Зачатки идеи Вселенной как Библиотеки состояний можно найти и в Книге Стефана Малларме. В ней собирается все, что когда-то было написано, создано. Но не происходило как факт Бытия или не было прочувствовано. Дюрис видит Библиотеку шире. Но тут лично мне совсем не понятно, если Библиотека Состояний включает Все, как в ней сосуществуют Порядок и Хаос?

Очевидно, что это разные «емкости», которые рано или поздно будут сливаться, бороться, отделяться, снова перезаливаться в свои «лакуны».

Не исключено, что однажды аргентинский миф может вспыхнуть и на руинах Европы, слиться с арабо-африканским франкофонным субстратом и дать какую-то новую культуру.

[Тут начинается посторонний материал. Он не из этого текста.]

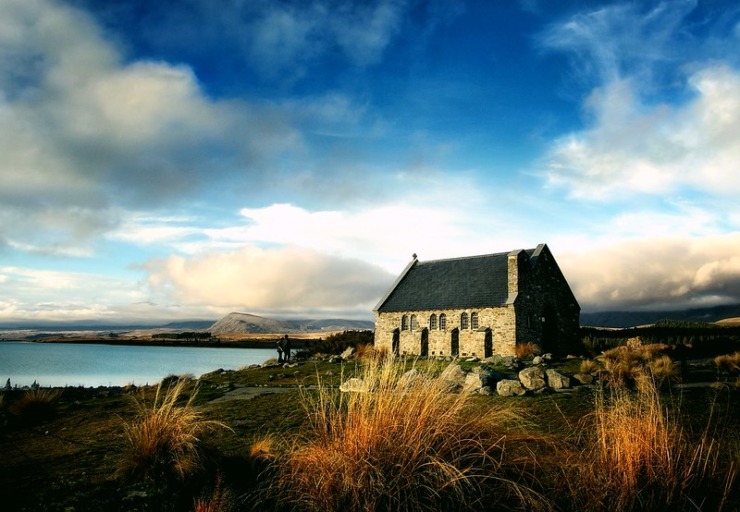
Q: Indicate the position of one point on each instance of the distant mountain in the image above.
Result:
(248, 323)
(634, 318)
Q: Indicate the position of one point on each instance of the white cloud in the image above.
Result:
(83, 133)
(667, 272)
(633, 148)
(284, 280)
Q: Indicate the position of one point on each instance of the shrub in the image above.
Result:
(728, 364)
(165, 439)
(35, 405)
(588, 366)
(404, 445)
(640, 458)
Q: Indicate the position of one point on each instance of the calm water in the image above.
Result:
(68, 364)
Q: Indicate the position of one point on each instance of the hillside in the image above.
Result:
(634, 318)
(254, 324)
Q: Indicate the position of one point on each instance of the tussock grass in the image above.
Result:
(165, 440)
(588, 366)
(405, 444)
(35, 405)
(728, 363)
(640, 458)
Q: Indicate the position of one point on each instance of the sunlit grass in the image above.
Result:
(405, 444)
(165, 439)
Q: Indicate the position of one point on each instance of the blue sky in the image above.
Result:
(182, 160)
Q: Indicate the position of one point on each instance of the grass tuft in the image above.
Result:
(165, 439)
(640, 458)
(35, 406)
(404, 445)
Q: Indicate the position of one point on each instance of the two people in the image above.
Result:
(284, 349)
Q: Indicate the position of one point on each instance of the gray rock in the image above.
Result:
(584, 378)
(455, 375)
(473, 382)
(533, 377)
(557, 380)
(354, 385)
(510, 387)
(408, 379)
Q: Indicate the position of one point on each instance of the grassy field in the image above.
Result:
(298, 444)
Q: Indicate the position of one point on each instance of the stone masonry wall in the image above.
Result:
(500, 320)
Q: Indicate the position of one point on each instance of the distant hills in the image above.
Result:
(634, 318)
(248, 323)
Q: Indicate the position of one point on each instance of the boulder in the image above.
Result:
(348, 352)
(533, 378)
(584, 378)
(354, 385)
(473, 382)
(454, 374)
(408, 379)
(557, 380)
(510, 387)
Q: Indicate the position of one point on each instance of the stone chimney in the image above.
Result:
(514, 274)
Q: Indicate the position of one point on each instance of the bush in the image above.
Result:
(164, 442)
(35, 406)
(406, 444)
(639, 458)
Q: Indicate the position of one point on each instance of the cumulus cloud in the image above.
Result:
(660, 273)
(83, 133)
(638, 148)
(277, 280)
(633, 144)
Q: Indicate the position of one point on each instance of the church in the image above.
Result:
(479, 306)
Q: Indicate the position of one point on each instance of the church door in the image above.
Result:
(455, 343)
(424, 343)
(488, 344)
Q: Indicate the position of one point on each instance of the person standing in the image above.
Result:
(286, 348)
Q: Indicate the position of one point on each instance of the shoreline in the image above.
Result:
(297, 343)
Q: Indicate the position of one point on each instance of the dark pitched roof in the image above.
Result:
(472, 282)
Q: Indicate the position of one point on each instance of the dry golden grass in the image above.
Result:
(588, 366)
(405, 444)
(728, 363)
(640, 458)
(35, 405)
(165, 439)
(220, 500)
(523, 350)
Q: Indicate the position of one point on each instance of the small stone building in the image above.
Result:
(479, 306)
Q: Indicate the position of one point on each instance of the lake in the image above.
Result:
(70, 364)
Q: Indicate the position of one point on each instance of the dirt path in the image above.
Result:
(249, 392)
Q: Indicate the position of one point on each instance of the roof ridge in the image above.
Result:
(457, 258)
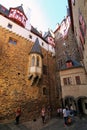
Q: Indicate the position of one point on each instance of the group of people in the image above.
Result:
(67, 114)
(45, 113)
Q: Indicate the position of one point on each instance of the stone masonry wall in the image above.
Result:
(15, 89)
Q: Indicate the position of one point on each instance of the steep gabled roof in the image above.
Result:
(4, 10)
(20, 8)
(75, 64)
(36, 48)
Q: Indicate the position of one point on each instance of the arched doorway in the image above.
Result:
(82, 105)
(70, 101)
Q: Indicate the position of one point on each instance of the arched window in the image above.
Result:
(33, 61)
(37, 61)
(44, 91)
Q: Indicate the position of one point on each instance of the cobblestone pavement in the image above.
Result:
(52, 124)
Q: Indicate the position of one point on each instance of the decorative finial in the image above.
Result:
(21, 4)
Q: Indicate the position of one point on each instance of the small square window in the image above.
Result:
(9, 25)
(12, 41)
(30, 36)
(42, 43)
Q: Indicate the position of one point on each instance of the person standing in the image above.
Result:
(43, 111)
(18, 114)
(65, 116)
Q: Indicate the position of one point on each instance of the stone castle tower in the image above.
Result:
(27, 67)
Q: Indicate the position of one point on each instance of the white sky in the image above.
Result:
(42, 14)
(37, 17)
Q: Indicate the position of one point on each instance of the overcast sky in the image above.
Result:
(42, 14)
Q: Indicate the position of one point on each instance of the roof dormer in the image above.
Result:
(18, 16)
(35, 63)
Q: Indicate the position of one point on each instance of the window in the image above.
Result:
(12, 41)
(9, 25)
(85, 105)
(30, 36)
(45, 69)
(33, 61)
(44, 91)
(37, 61)
(78, 81)
(67, 81)
(73, 1)
(42, 43)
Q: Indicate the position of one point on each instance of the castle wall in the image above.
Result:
(15, 89)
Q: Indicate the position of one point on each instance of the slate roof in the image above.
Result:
(75, 64)
(20, 8)
(4, 10)
(36, 48)
(35, 31)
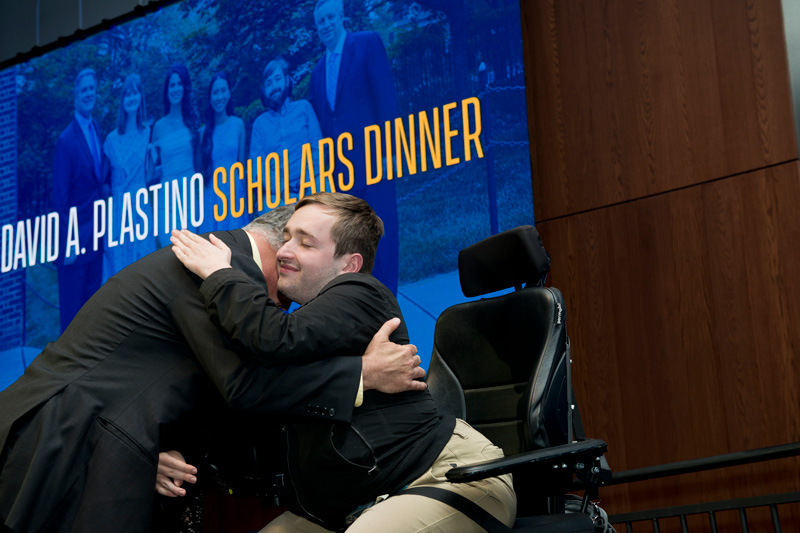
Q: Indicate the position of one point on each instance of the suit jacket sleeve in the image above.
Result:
(340, 321)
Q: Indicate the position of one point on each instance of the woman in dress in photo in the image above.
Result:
(222, 144)
(173, 143)
(126, 150)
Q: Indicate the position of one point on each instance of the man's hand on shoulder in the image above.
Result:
(390, 367)
(203, 257)
(172, 472)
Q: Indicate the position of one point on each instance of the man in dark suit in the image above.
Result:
(394, 440)
(82, 428)
(79, 178)
(351, 88)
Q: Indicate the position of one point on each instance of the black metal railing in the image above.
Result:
(653, 516)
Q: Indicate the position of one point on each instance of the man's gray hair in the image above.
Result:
(270, 225)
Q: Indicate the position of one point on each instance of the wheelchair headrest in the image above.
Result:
(509, 259)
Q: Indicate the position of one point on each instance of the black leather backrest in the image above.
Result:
(494, 361)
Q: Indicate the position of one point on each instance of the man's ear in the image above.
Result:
(354, 263)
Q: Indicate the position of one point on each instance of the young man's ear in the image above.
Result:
(354, 263)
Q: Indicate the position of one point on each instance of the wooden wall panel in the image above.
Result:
(631, 98)
(683, 311)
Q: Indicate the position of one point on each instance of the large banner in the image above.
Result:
(205, 114)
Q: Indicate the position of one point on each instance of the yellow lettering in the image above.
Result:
(449, 134)
(345, 186)
(236, 212)
(432, 140)
(307, 178)
(472, 135)
(326, 173)
(276, 167)
(254, 186)
(368, 153)
(287, 198)
(387, 129)
(219, 216)
(407, 144)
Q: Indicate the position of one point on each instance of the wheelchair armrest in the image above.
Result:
(583, 459)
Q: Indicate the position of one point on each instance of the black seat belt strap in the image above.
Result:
(458, 502)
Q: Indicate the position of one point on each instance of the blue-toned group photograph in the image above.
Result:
(205, 114)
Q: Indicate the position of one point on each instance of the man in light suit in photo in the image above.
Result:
(351, 88)
(82, 428)
(79, 178)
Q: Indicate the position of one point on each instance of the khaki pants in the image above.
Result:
(412, 513)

«Ничто не Земле не проходит бесследно…»

Комментарий Александра Дюриса

Благодарю, Валерия, за посвящение! Неожиданно.
А теперь о главном.
Хаоса нет. Вселенная-Пространство выращивает интеллектуальные зеркала (не путать с зеркалами в наших домах))) – это другое название Библиотеки Состояний. Пространство охраняет свои достижения, и смена состояний, смена парадигм, кому-то могущие показаться бессмысленными, хаотичными – это все то же Выращивание и Охранение. Хаос – это взгляд со стороны человека. Но человек – всего лишь производное Вселенной-Пространства. Следовательно, надо посмотреть на человека (с его Хаосом) со стороны Вселенной-Пространства, со стороны фундаментальных интеллектуальных зеркал. Но об этом я писал в статье "Брахман моего Атмана".
Я всегда старался писать максимально просто и лаконично. Но оказывается, что лаконично получалось, а вот просто – нет. К тому же я считал, что это все равно никому не нужно (кроме меня самого). Поэтому спасибо, Лера, за нашу НЕ-ПРОСТОТУ, которая встретилась и взаимообогатилась.